Marriage Josephine, Moore Brian C J, Ogg Vivian, Stone Michael A
Department of Experimental Psychology, University of Cambridge, Cambridge, UK.
Ear Hear. 2008 Jun;29(3):392-400. doi: 10.1097/AUD.0b013e3181690701.
To compare results for the original version of the threshold equalizing noise [TEN(HL)] test for diagnosis of dead regions (DRs) in the cochlea, using stimuli presented via headphones, with results for an aided version of the test, the ATEN test, in which subjects listened to stimuli presented in free field using their own hearing aids.
The test tones were warble tones for both the TEN(HL) and the ATEN test. Twenty-five subjects (12 males and 13 females), aged between 12 and 19 yr, with severe or profound sensorineural hearing loss were tested. For each test, two levels of the TEN were used, chosen to fall within the comfortable range of levels for the individual subject. A DR was considered to be present when the TEN(HL) produced at least 10 dB of masking and when the masked threshold was at least 10 dB above the nominal TEN(HL) level. Measurements of the outputs of the hearing aids in response to the TEN(HL) plus the test tones were obtained using a KEMAR acoustic manikin to assess the extent to which distortion or compression might have influenced the outcomes.
For the TEN(HL) test, the results were often inconclusive, because the TEN(HL) could not be made sufficiently intense to give at least 10 dB of masking. The incidence of these inconclusive cases was markedly reduced for the ATEN test. There were more positive diagnoses of DRs for the ATEN test than for the TEN(HL) test. The KEMAR measurements indicated that distortion, compression, and/or feedback cancellation probably influenced the outcomes in some cases, leading to a moderate incidence of false positives for the ATEN test, and also some "missed" cases.

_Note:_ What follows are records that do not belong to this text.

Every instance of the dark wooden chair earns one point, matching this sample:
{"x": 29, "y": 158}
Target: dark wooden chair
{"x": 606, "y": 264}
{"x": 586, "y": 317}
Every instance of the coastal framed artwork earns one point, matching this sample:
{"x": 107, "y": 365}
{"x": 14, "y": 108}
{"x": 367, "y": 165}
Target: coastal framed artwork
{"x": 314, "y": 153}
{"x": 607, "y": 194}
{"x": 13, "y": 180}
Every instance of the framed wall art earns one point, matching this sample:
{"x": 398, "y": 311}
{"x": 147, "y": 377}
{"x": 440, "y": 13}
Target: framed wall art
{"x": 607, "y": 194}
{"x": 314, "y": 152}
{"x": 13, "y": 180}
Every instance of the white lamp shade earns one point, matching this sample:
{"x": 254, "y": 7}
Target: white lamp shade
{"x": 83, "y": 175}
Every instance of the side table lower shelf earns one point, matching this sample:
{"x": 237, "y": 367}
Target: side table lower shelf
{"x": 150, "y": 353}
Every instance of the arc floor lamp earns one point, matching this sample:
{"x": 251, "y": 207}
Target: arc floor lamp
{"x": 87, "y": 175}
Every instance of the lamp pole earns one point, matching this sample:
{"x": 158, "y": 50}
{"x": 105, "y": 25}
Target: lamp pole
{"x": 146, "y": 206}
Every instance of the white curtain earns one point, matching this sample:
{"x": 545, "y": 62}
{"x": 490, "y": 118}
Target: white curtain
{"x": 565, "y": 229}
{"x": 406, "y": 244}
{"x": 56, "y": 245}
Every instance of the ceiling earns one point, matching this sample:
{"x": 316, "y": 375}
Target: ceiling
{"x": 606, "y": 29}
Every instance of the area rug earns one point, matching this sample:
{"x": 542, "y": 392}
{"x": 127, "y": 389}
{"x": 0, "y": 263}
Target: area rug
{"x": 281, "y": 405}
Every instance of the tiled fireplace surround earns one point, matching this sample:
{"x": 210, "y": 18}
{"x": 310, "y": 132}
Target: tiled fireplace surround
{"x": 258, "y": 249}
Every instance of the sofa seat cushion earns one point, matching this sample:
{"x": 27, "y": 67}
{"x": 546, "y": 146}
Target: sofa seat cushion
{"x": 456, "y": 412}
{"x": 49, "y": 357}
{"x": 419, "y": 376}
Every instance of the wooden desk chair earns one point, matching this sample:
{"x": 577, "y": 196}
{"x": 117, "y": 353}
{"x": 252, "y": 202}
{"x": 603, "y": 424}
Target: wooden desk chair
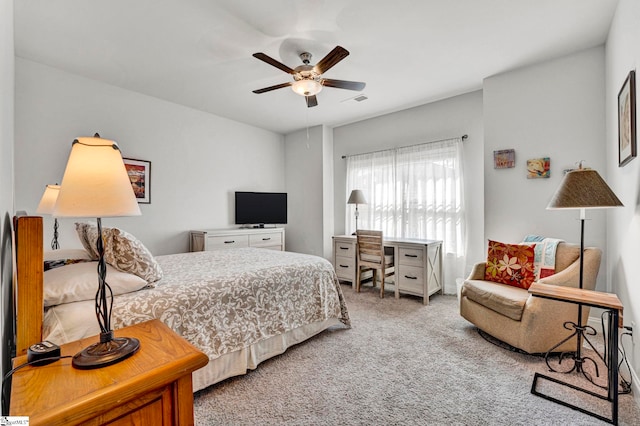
{"x": 371, "y": 256}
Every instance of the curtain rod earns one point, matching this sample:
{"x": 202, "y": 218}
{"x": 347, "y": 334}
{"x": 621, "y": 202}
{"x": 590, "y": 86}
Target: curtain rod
{"x": 463, "y": 137}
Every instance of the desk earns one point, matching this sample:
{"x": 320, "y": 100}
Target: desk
{"x": 418, "y": 264}
{"x": 596, "y": 299}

The ATEN test leads to a lower incidence of inconclusive results than the TEN(HL) test in the diagnosis of DRs in people with severe to profound hearing loss. However, for some hearing aids the gain changed rapidly as a function of frequency, which undermined the validity of the ATEN test. Also, some hearing aids introduced distortion that probably affected the outcome of the test and gave misleading results. Hence, the ATEN test cannot be recommended for use in the clinic.
比较使用耳机呈现刺激的耳蜗死区(DRs)诊断阈值均衡噪声原版本测试 [TEN(HL)] 的结果,与该测试的辅助版本ATEN测试的结果,在ATEN测试中,受试者使用自己的助听器聆听自由声场中呈现的刺激。

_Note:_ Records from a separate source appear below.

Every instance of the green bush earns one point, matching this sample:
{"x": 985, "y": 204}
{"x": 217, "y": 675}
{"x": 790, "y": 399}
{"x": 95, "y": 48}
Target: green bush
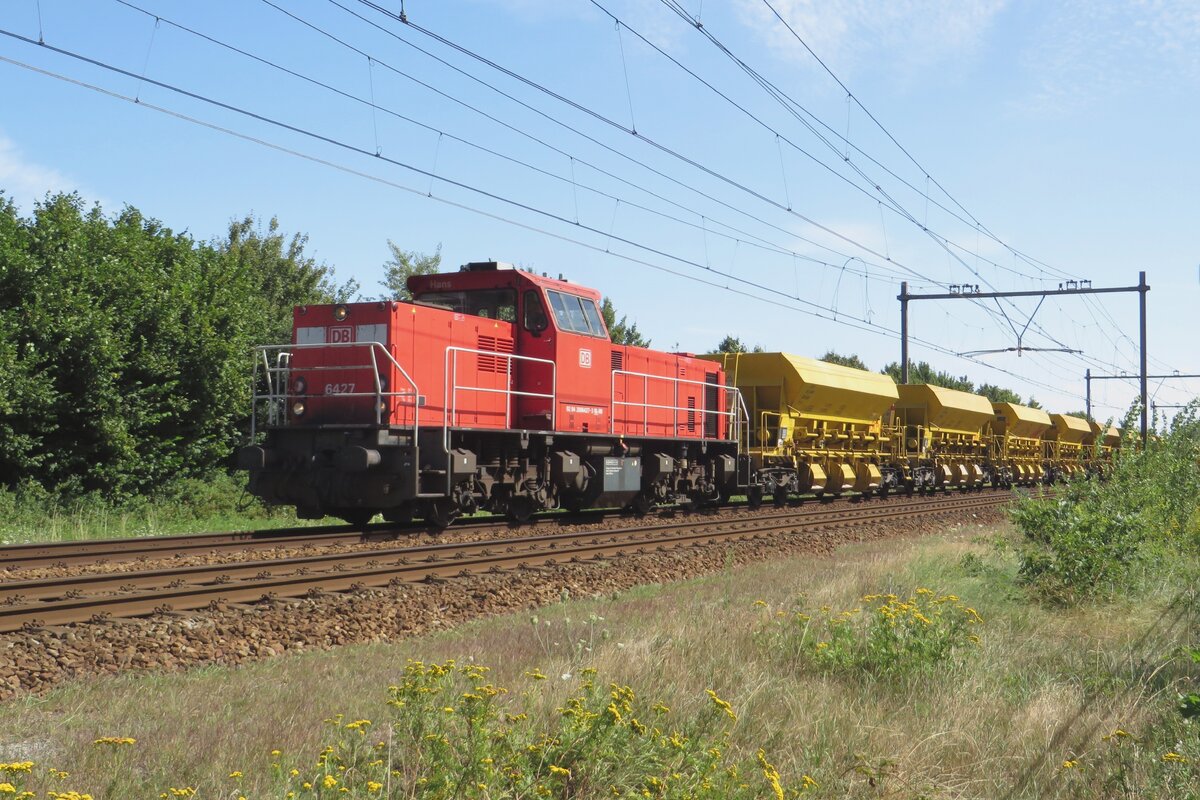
{"x": 1102, "y": 537}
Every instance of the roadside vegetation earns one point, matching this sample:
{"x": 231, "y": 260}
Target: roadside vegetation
{"x": 1051, "y": 657}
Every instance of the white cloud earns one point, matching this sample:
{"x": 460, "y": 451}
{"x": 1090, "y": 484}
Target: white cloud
{"x": 25, "y": 181}
{"x": 1085, "y": 52}
{"x": 903, "y": 36}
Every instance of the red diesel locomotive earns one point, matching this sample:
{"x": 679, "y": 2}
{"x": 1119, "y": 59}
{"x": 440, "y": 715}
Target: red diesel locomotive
{"x": 493, "y": 389}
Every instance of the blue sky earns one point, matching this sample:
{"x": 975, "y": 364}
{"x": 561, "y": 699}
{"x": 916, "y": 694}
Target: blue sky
{"x": 1047, "y": 142}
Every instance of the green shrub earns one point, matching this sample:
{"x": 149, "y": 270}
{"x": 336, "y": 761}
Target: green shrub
{"x": 1102, "y": 537}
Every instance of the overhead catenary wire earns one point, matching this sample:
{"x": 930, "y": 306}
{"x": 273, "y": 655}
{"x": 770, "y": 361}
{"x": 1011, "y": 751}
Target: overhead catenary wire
{"x": 784, "y": 301}
{"x": 744, "y": 236}
{"x": 912, "y": 158}
{"x": 663, "y": 148}
{"x": 574, "y": 130}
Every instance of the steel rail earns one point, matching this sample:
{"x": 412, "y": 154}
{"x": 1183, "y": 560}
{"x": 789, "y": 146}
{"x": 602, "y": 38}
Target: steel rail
{"x": 468, "y": 558}
{"x": 40, "y": 554}
{"x": 13, "y": 591}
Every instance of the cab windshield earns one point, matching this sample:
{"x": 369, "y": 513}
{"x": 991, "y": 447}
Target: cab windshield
{"x": 492, "y": 304}
{"x": 576, "y": 314}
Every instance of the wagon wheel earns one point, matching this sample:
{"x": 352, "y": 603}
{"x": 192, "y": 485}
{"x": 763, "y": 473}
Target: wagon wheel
{"x": 357, "y": 517}
{"x": 520, "y": 509}
{"x": 641, "y": 505}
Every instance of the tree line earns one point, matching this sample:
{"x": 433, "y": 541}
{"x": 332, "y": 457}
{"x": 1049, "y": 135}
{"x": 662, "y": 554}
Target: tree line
{"x": 124, "y": 346}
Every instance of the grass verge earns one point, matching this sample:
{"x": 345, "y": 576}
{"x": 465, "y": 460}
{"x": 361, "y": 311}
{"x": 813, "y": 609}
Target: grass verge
{"x": 1031, "y": 702}
{"x": 189, "y": 506}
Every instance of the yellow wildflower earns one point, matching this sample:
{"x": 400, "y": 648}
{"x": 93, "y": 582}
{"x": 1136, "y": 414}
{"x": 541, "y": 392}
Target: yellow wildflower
{"x": 772, "y": 775}
{"x": 721, "y": 704}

TEN(HL) 测试和ATEN测试的测试音均为啭音。对25名年龄在12至19岁之间、患有重度或极重度感音神经性听力损失的受试者(12名男性和13名女性)进行了测试。对于每项测试,使用两个TEN水平,选择使其落在个体受试者的舒适水平范围内。当TEN(HL) 产生至少10 dB的掩蔽且掩蔽阈值比标称TEN(HL) 水平至少高10 dB时,认为存在DR。使用KEMAR声学模型获得助听器对TEN(HL) 加测试音的输出测量值,以评估失真或压缩可能影响结果的程度。
对于TEN(HL) 测试,结果往往不确定,因为TEN(HL) 无法产生足够强的强度以提供至少10 dB的掩蔽。ATEN测试中这些不确定情况的发生率明显降低。ATEN测试对DR的阳性诊断比TEN(HL) 测试更多。KEMAR测量表明,失真、压缩和/或反馈消除可能在某些情况下影响了结果,导致ATEN测试出现中度假阳性发生率,也出现了一些“漏诊”情况。
在重度至极重度听力损失患者的DR诊断中,ATEN测试导致不确定结果的发生率低于TEN(HL) 测试。然而,对于一些助听器,增益随频率快速变化,这削弱了ATEN测试的有效性。此外,一些助听器引入了失真,这可能影响测试结果并给出误导性结果。因此,不建议在临床中使用ATEN测试。